We suggest the following hypothetical scenario for the neural mechanisms of subjective contour completion in order to account for the two effects: global alignment and local feature-spacing. The line ends within each inducer elicit responses in end-stopped cells in primary visual cortex V1 (Heitger, Rosenthaler, von der Heydt, Peterhans, & Kübler,
1992). These cells generate an occlusion signal which is transferred to several extrastriate areas (Mendola, Dale, Fischl, Liu, & Tootell,
1999), specifically to neurons in a cortical area termed the lateral occipital complex (LOC; Malach et al.,
1995). LOC neurons have been shown to be sensitive to the presence of salient regions, e.g., to contiguous parts of an image that belong to the same surface (Stanley & Rubin,
2003). Salient regions or surfaces are inferred from the proper geometrical alignment of local cues signaling occlusion; thus, the responses of LOC neurons to salient regions are important because they allow us to differentiate between aligned and outward pointing stimuli. We assume that proportional to their response, LOC neurons also send stronger feedback signals to early visual areas V2 and V1 for aligned than for outward pointing stimuli (Stanley & Rubin,
2003), and in turn the subjective contour signal in early visual cortex including V1 (Grosof, Shapley, & Hawken,
1993; Peterhans & von der Heydt,
1989) will be amplified for aligned stimulus configurations (Maertens & Pollman,
2005). Probe localization is likely to depend on signals in retinotopically organized visual areas because there the dot and the subjective contour evoke spatially discriminable neural responses. To account for the differences in interpolation accuracy between the two types of two-line Varin figures, there are at least two explanations. It is possible that the more closely spaced lines already evoke stronger responses in V1 because they might stimulate end-stopped neurons at a close to optimal sampling rate.

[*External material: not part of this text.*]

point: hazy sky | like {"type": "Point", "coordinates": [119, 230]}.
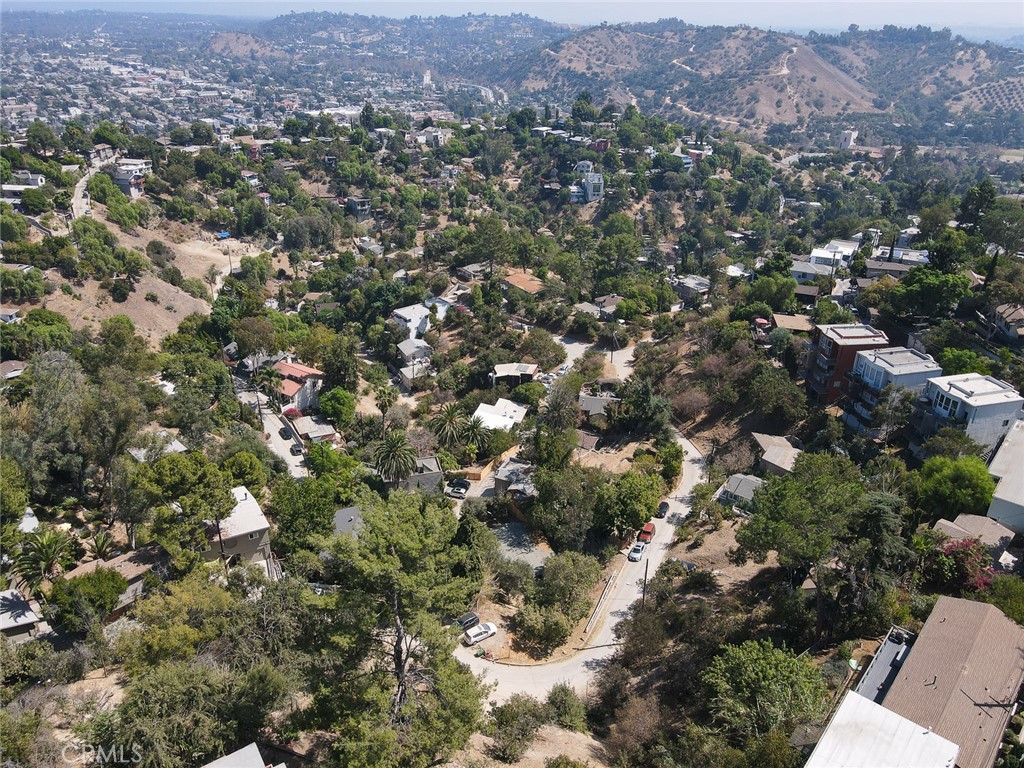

Then these stronger responses are simply inherited by LOC and fed back to V1. Alternatively, the difference may arise first in responses of neurons in LOC. LOC neurons may learn to respond better to closely spaced Varin inducers because the narrow spacing has proven (by experience) to be a more reliable signal for occlusion than the wider one. Of course the hypothesized circuit is overly simplified and presumably involves a number of intermediate neural populations as well. But our major purpose here was to provide a sketch of cortical machinery that can account for both the effect of global geometrical alignment (LOC) and the effect of local geometry of line terminations (V1).